Breaking RSA Using Shor's Algorithm

Introduction

Our contributions and a summary of our results

In this work, we combine several novel and existing optimizations to reduce the cost of implementing Shor's algorithms. The main hurdle to overcome is to implement one or more modular exponentiations efficiently, as these exponentiations dominate the overall cost of Shor's algorithms.

We use the standard square-and-multiply approach to reduce the exponentiations into a sequence of modular multiplications. We apply optimizations to reduce the number of multiplications and the cost of each multiplication.

The number of multiplications is reduced by using windowed arithmetic, which uses small table lookups to fuse several multiplications together.
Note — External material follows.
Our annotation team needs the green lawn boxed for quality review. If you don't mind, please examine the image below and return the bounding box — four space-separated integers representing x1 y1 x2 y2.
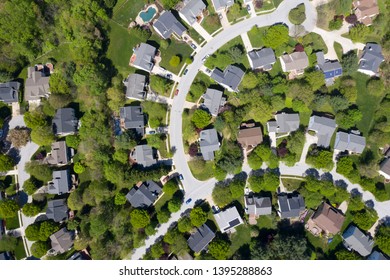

It is also reduced by using Ekerå and Håstad's derivatives of Shor's algorithms, that require fewer multiplications to be performed compared to Shor's original algorithms.

The cost of each multiplication is reduced by combining several optimizations. We use Zalka's coset representation of modular integers, which allows the use of cheaper non-modular arithmetic circuits to perform modular additions. We use oblivious carry runways to split registers into independent pieces that can be worked on in parallel when performing additions. We bound the approximation error introduced by using oblivious carry runways and the coset representation of modular integers by analyzing them as approximate encoded permutations. We use windowed arithmetic (again) to fuse multiple additions into individual lookup additions. We use a layout of the core lookup addition operation where carry propagation is limited by the reaction time of the classical control system, and where the lookups are nearly reaction limited. Finally, we optimize the overall computation by trying many possible parameter sets (e.g. window sizes and code distances) for each problem size and selecting the best parameter set.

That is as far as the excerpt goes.